Además, el TA65.5 es un producto natural que se extrae  de una planta que parece haber sido asociada con el aumento  de la longevidad de los ancianos de ciertas aldeas en la  China. Así que ahora uno puede medirse sus telómeros,  después tomarse TA65.5 y… a verlos crecer.  Una de las exageradas propagandas de los vendedores de  TA65.5 reza: «Imagínate vivir más de cien años manteniendo  la fuerza y la vitalidad que tenías a los treinta años». Lacosa no es tan sencilla, ya que la activación de la telomerasa  y las longitudes de los telómeros también se relacionan  con ciertas enfermedades, incluyendo el cáncer. La activación  de telomerasa es un hecho prácticamente constante en  células de tumores malignos. Telómeros largos, en algunos  estudios, se han observado asociados a cáncer. Así que  el remedio podría ser peor que la enfermedad, y en cualquier  caso se necesitan más estudios antes de volcarse en la  activación de nuestra telomerasa en células adultas. Podría  salirnos el tiro por la culata. Y aunque me acusen de pecar  de falacia ad hominen no puedo resistirme comentar que  Elizabeth Blackburn, Carol Greider y Jack Szoztak, Premio  Nobel de Medicina en el 2009 por la cosa de los telómeros,  parecen envejecer espléndidamente, pero a ritmo normal…

La lotería de la vida  

En Blade Runner, los replicantes consiguen reunirse con su creador  y, en una escena que recuerda el argumento de Niebla de  Unamuno, le piden que borre la fecha de caducidad, el equivalente  a que les alargue los telómeros. La muerte les aterra.  No hay duda de que para un individuo ser inmortal sería un  triunfo. Una evolución. Pero para la sociedad sería una catástrofe.  Lo finito del espacio en el planeta y lo infinito del tiempo  predicen –déjà vu– el apocalipsis por falta de recursos.  Con cientos de años por delante es posible que los ciudadanos  del mundo decidieran repartirse los roles y, como en  la Lotería de Babilonia, la alegoría de Borges, todos conocerían  la omnipotencia y el oprobio; en un mundo menos  mágico todos podrían llegar a ser todo: minero por cinco  años, artista por otros cinco, abogado por otro lustro, rey,  mendigo, reo, juez…

¿Se acabaría con la injusticia o se  eternizaría? ¿Sería la Lotería a la larga controlada por un  grupo de dirigentes que determinarían quien es qué y por  cuánto tiempo?    Mucho me temo que entre inmortales todo seguiría  igual. O peor. Porque se perdería ese carácter de solución  permanente que ofrece la muerte.
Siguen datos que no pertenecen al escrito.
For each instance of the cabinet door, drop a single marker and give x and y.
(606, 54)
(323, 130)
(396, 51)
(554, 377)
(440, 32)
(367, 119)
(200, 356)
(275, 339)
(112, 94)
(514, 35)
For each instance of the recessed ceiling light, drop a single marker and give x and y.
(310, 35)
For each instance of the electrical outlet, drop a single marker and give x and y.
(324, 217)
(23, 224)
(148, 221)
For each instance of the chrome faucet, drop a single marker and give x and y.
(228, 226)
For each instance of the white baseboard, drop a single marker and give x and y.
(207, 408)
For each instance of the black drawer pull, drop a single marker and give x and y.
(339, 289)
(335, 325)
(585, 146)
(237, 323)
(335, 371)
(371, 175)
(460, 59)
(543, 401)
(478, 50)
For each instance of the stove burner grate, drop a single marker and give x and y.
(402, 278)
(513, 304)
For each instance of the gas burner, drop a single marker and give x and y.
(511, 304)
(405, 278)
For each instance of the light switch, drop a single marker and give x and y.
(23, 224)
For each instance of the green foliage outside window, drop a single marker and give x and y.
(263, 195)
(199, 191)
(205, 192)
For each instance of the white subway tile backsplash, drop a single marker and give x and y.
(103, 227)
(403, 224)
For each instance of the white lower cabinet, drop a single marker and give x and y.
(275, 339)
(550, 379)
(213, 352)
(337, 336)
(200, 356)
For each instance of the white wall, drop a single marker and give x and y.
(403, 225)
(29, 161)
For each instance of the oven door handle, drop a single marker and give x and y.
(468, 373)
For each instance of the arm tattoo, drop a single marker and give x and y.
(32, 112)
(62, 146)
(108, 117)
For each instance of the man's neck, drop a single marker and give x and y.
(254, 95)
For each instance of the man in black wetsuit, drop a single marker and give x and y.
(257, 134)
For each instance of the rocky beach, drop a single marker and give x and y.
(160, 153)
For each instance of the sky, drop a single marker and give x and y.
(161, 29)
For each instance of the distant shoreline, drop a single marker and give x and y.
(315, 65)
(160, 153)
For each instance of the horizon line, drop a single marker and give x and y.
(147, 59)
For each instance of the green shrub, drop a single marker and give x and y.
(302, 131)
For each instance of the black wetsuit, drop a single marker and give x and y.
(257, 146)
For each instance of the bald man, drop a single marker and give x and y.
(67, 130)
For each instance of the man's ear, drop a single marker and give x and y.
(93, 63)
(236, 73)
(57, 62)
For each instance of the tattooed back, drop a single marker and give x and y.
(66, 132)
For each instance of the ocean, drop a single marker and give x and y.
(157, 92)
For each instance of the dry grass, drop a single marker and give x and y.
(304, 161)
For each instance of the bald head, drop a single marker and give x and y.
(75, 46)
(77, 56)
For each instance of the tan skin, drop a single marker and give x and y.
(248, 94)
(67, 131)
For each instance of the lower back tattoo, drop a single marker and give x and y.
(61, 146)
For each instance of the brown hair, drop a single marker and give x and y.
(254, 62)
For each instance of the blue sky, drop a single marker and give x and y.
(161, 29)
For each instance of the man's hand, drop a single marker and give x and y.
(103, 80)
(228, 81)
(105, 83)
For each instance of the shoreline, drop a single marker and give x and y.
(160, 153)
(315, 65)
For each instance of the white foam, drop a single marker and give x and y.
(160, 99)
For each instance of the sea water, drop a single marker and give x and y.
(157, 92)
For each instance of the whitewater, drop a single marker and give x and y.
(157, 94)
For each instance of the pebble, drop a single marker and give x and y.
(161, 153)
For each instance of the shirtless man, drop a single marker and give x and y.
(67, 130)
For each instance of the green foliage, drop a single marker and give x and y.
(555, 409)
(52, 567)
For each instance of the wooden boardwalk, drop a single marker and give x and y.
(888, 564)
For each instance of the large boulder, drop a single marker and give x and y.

Aceptemos, indignados,  que solo ella pudo poner fin a ciertos problemas crónicos,  como la dictadura de Franco.  Vivir como un mortal es un arte difícil, la vida es dura  («Largo es el arte; la vida en cambio corta como un cuchillo  », en versos de Ángel González). Yo solo desearía que  la muerte viniese rápida, y que pudiera despedirme de  este mundo sin dolor y con dignidad. Si la Vieja Dama  se viese obligada a concederme un último deseo le pediría,  imitando a George Brassens, que me diese un poco  más de tiempo: para otra vez estar celoso y, una vez más,  desafinar.